Our communities on the slope are as far from each other as Chena Hot Springs is from Kodiak; except that we do not have roads or ferries. We do not have a private housing market because you cannot build a house for its appraised value in most of our communities. We would need nearly 400 more housing units to enjoy the same ratio of residents to homes that you call a housing shortage. Our municipality is the economic driver in our region, not simply the provider of essential services you may be accustomed to. Our entire economy is as dependent upon revenue from taxation as the State is on royalties from oil flowing out of our region. There are some in rural Alaska that may be in greater need than we are, but will they be made well by the State’s dividend? I don’t think so. Their meager livelihoods are also at risk with Senate Bill 57. Their taxing authority over natural resources is also in jeopardy.

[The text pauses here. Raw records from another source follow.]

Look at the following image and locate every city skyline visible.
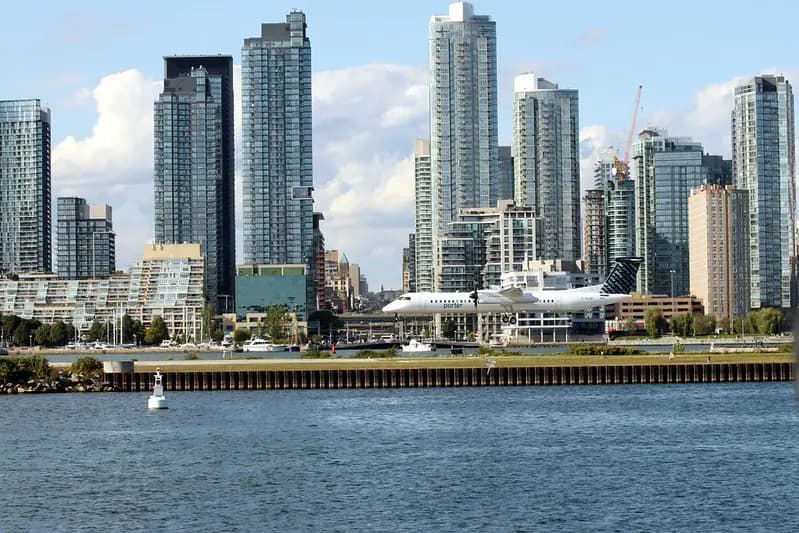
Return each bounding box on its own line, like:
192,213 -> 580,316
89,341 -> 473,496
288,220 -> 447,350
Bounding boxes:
0,2 -> 799,287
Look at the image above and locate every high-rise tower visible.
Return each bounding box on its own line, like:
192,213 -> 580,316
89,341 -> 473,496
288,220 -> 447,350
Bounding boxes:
732,75 -> 797,308
413,139 -> 435,292
513,74 -> 581,260
632,129 -> 729,296
428,2 -> 499,290
56,197 -> 116,279
0,100 -> 52,273
241,10 -> 316,306
154,55 -> 236,311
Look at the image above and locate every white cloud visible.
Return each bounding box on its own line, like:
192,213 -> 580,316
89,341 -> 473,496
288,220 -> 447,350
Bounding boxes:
52,70 -> 161,268
53,65 -> 428,287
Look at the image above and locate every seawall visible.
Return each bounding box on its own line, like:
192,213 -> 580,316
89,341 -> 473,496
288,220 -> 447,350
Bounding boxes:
105,362 -> 795,392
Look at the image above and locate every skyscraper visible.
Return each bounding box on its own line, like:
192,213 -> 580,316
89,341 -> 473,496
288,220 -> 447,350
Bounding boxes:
491,146 -> 515,206
583,189 -> 608,277
732,75 -> 797,308
413,139 -> 435,292
56,197 -> 116,279
632,129 -> 727,296
0,100 -> 52,273
241,10 -> 316,308
154,55 -> 236,311
428,2 -> 499,290
688,185 -> 750,318
513,74 -> 581,260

I saw a Twitter post by one resident from the rail belt which implied we must either be corrupt or flush if we can make over $800,000 per year in donations (an erroneous perception drummed up to create news in years past). We have one hospital with 15 beds, no roads and high unemployment. Yes, sometimes we approve donations for medical and funeral travel beyond what Medicaid or the Indian Health Service will provide; hardship donations for groceries; rent, utilities or fuel for subsistence activities. What would you do without roads between Anchorage and Homer, Tok, Fairbanks and Wasilla if you had one hospital, one airline and no service guarantee on bulk mail; which is the only way you can afford to receive groceries? Why are you wasting time talking about whether we have enough to share when you have so much that you take for granted?

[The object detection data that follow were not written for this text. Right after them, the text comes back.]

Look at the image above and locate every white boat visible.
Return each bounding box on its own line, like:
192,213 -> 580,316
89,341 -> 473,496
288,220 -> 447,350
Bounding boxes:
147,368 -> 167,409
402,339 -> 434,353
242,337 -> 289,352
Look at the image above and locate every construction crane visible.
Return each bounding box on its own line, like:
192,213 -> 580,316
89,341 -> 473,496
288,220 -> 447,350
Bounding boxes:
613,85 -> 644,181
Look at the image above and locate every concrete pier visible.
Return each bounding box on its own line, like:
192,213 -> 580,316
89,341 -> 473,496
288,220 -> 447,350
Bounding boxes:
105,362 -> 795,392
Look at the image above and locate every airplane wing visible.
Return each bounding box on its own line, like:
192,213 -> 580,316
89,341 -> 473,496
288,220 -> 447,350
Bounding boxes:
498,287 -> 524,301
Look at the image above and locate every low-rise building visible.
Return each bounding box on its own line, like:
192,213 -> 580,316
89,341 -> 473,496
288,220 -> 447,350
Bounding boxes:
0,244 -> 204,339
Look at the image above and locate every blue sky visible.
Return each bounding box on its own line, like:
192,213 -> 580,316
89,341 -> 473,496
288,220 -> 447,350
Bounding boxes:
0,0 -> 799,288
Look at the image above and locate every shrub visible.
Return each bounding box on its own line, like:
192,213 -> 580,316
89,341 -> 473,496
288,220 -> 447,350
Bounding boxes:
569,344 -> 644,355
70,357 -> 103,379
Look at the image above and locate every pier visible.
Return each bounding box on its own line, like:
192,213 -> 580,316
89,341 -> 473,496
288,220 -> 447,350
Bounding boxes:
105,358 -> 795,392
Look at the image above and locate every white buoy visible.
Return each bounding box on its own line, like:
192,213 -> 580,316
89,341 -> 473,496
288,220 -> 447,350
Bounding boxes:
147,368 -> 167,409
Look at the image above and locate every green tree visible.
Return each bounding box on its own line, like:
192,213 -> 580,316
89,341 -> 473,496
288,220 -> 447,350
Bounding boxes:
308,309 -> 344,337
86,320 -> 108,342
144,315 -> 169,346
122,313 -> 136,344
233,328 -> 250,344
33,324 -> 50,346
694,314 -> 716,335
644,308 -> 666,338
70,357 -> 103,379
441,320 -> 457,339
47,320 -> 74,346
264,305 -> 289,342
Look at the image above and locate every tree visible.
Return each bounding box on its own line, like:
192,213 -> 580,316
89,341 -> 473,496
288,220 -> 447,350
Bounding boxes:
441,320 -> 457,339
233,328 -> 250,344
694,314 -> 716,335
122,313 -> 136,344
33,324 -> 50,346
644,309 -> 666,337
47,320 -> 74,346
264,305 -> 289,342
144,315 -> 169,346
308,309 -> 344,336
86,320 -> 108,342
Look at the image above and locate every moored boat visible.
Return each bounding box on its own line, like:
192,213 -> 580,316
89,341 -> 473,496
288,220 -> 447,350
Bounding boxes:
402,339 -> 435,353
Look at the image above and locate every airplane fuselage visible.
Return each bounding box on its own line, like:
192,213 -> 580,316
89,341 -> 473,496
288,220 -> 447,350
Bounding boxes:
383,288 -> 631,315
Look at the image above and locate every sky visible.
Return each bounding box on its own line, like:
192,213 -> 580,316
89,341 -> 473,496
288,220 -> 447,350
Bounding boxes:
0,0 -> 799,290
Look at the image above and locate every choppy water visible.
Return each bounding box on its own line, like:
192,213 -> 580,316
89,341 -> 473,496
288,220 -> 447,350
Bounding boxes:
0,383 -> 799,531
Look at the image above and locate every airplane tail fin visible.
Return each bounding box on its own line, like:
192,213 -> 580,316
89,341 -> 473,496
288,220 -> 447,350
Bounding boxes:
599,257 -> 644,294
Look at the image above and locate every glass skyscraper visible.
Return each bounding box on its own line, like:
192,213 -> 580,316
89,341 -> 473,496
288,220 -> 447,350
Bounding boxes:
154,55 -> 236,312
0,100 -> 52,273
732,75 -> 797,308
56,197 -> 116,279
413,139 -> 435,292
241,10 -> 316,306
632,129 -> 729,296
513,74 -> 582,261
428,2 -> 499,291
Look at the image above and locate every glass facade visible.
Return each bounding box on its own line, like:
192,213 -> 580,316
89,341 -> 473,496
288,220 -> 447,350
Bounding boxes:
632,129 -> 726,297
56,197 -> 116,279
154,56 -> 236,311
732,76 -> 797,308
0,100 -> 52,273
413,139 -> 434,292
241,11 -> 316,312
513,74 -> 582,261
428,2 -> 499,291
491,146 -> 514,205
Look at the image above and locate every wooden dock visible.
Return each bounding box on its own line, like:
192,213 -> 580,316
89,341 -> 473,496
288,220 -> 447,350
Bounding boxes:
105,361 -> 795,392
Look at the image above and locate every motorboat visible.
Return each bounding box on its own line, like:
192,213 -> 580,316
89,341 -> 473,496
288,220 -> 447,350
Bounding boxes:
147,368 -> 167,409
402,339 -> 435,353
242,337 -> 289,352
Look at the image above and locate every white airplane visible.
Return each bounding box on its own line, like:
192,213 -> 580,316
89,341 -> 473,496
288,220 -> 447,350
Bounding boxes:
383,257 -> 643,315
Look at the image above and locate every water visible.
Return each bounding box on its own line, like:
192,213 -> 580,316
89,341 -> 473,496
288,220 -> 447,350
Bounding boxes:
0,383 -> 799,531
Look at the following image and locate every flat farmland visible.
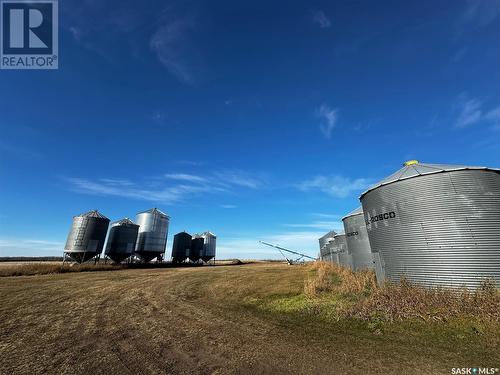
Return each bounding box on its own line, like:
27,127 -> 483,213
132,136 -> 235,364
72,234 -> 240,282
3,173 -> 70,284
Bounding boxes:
0,263 -> 500,374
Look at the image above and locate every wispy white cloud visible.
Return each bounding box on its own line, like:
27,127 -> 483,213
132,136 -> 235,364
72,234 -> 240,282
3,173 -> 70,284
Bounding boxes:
455,99 -> 483,128
0,140 -> 42,159
0,238 -> 64,257
297,176 -> 372,198
312,10 -> 332,29
213,170 -> 264,189
459,0 -> 500,27
284,221 -> 344,231
454,93 -> 500,128
165,173 -> 207,182
65,170 -> 264,204
149,18 -> 195,85
316,104 -> 338,139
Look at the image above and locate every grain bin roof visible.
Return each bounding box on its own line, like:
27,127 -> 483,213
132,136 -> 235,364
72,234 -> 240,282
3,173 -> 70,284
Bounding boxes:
112,217 -> 137,226
342,207 -> 363,220
78,210 -> 109,220
137,207 -> 169,217
320,230 -> 337,240
359,160 -> 500,199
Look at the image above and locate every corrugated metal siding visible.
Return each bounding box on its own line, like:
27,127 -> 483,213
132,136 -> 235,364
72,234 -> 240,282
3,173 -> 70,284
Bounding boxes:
64,216 -> 109,254
172,232 -> 192,261
343,213 -> 375,271
361,170 -> 500,288
105,221 -> 139,262
135,210 -> 169,258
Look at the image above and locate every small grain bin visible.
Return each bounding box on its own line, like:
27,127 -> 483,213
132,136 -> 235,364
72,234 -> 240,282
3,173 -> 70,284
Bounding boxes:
104,218 -> 139,263
172,232 -> 192,263
64,210 -> 109,263
194,232 -> 217,263
188,237 -> 204,263
134,208 -> 170,263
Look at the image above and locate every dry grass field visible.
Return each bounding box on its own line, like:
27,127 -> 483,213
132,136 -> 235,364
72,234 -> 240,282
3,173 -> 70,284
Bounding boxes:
0,263 -> 500,374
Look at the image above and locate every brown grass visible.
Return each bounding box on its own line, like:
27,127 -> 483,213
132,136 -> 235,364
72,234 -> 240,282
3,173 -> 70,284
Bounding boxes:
0,262 -> 123,277
304,262 -> 500,322
0,263 -> 500,375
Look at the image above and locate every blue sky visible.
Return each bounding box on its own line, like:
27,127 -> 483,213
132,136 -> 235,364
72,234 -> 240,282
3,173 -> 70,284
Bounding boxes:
0,0 -> 500,258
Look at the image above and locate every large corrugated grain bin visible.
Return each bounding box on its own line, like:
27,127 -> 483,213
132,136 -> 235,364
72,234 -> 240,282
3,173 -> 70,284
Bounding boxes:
360,161 -> 500,289
342,207 -> 375,271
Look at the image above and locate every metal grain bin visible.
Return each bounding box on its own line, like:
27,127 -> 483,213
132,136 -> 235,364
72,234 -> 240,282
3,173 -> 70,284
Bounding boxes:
360,161 -> 500,289
318,230 -> 337,261
188,237 -> 204,263
172,232 -> 192,263
342,207 -> 375,271
134,208 -> 170,262
334,233 -> 352,268
64,210 -> 109,263
104,218 -> 139,263
324,237 -> 339,264
195,232 -> 217,263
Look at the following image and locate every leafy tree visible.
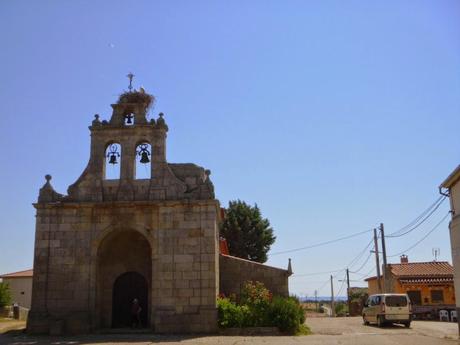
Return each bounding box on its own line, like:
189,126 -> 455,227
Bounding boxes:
0,282 -> 11,307
220,200 -> 276,263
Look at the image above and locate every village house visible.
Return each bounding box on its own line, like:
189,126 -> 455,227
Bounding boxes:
439,165 -> 460,332
365,255 -> 455,315
0,270 -> 33,309
27,82 -> 291,334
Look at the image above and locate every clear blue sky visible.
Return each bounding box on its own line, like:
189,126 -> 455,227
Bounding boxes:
0,0 -> 460,295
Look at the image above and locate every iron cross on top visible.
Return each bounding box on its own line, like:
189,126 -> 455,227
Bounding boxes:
127,72 -> 134,92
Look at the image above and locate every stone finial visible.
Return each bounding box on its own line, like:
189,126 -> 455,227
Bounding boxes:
157,113 -> 168,130
38,174 -> 63,202
287,258 -> 293,276
92,114 -> 101,126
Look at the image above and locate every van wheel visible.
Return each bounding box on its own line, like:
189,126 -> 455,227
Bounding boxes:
363,315 -> 369,326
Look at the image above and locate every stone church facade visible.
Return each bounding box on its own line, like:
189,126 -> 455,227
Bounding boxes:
27,89 -> 288,334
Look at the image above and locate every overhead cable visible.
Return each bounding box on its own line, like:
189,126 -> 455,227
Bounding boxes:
388,211 -> 450,258
269,229 -> 373,256
385,196 -> 446,238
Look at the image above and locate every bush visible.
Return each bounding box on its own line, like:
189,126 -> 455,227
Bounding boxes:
270,297 -> 305,333
217,298 -> 251,328
217,282 -> 309,334
240,281 -> 272,327
335,302 -> 348,316
0,282 -> 11,307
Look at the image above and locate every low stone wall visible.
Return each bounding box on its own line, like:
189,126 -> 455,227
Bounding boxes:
219,254 -> 289,296
0,306 -> 29,321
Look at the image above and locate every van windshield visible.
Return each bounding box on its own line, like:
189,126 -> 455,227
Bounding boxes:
385,296 -> 407,307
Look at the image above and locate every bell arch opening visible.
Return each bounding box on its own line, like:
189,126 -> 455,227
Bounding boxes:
102,143 -> 121,180
134,142 -> 152,180
96,230 -> 152,328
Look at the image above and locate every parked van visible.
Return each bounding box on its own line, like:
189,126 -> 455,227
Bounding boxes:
363,293 -> 412,327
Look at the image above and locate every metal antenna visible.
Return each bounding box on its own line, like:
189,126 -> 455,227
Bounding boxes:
127,72 -> 134,92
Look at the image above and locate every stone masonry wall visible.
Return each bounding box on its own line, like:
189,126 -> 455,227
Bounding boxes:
28,200 -> 219,333
219,254 -> 289,296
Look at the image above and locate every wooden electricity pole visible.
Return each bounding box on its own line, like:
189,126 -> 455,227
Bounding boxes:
347,268 -> 350,315
380,223 -> 391,293
331,274 -> 335,317
374,229 -> 382,292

Revenues from taxation have built more than 4 Billion in basic necessities for our region; (dollar value in replacement costs). By basic, I mean basic; things like indoor plumbing and heating and electricity; airstrips, schools and housing. These basics come with the obligation for replacement when they reach the end of their useful life which we cannot afford yet. Our capital needs are double what we spend each year. We need to see increases in revenue just to sustain what we have, and the governor would have you believe we have too much? His analysis includes our permanent fund as a source for funding our operations; yet he will not look to the State’s permanent fund as a solution for his operations? He estimates that we will have more money than we need in a few years and we can survive his famine. That is pure speculation and he is forgetting which side of the nipple he is on.

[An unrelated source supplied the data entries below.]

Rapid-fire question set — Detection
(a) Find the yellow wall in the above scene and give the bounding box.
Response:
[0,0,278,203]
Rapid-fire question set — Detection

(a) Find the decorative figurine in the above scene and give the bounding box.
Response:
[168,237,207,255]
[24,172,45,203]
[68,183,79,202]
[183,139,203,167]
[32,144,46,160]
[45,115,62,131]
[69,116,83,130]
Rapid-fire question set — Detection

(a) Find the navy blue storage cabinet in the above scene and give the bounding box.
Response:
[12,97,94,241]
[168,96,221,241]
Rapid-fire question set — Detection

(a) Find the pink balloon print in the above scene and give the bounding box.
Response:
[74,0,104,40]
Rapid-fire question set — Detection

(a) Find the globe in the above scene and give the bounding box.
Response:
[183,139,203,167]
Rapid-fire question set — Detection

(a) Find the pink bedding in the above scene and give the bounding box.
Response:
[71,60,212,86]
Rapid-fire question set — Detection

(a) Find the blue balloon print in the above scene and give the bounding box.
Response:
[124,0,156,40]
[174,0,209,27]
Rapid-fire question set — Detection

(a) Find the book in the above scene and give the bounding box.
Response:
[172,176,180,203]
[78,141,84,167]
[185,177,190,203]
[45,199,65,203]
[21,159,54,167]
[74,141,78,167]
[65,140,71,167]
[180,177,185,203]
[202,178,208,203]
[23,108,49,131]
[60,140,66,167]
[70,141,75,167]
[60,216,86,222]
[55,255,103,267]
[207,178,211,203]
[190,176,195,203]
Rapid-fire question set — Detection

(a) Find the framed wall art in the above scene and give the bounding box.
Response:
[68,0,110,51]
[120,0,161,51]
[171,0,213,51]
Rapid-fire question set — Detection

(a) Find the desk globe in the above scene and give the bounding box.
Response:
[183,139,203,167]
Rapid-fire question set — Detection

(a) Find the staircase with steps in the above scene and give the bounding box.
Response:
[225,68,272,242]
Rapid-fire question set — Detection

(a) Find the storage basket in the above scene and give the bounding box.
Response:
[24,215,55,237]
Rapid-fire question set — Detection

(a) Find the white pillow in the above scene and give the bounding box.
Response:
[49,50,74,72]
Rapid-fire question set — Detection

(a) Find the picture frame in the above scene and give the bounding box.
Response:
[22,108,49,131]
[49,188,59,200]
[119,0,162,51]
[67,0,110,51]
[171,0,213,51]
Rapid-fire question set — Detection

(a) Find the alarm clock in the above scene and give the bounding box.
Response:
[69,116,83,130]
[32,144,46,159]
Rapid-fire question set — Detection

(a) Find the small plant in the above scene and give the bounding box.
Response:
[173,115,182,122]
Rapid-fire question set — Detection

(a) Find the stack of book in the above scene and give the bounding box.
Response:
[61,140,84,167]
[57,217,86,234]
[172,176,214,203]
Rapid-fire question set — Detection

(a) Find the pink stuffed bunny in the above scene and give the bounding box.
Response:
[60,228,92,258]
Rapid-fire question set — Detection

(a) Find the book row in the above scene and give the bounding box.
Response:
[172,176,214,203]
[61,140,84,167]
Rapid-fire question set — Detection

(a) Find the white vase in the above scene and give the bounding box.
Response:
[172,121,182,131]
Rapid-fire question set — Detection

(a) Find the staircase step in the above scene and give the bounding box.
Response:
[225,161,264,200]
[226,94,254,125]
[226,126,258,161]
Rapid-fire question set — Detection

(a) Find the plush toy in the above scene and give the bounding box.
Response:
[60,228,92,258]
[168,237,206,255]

Our natural resources have been bottle-feeding urban Alaska for the last 50 years. We are the only reason you do not have a state income tax. We are the only reason there is a Permanent Fund. We were here before the Russians. Access to natural resources is the only reason we celebrate Seward’s Day and the settlement of land claims with the indigenous people are the only reason there is a pipeline. When we have the roads you enjoy, jobs, adequate housing and opportunities for education and recreation that are essential to healthy communities, then maybe we debate equity. Until then we are going to do everything in our power to protect what our constitution authorizes as a Home Rule Borough.
It is my hope that the Governor will hold his advisors accountable for not thinking this through. They have put the successes we have achieved in planning responsible development at risk. They have revived the historical trauma of broken treaties and land claim settlement assurances which are bringing thoughts of secession and federal land use negotiations back to the voices of our elders. This rhetoric could stall continued access to Alaska’s vast resources because the State will not recognize our basic rights.
I assembled a team of the best legal minds to develop our strategy if this bill ever sees the light of day and we are ready now for a fight if necessary.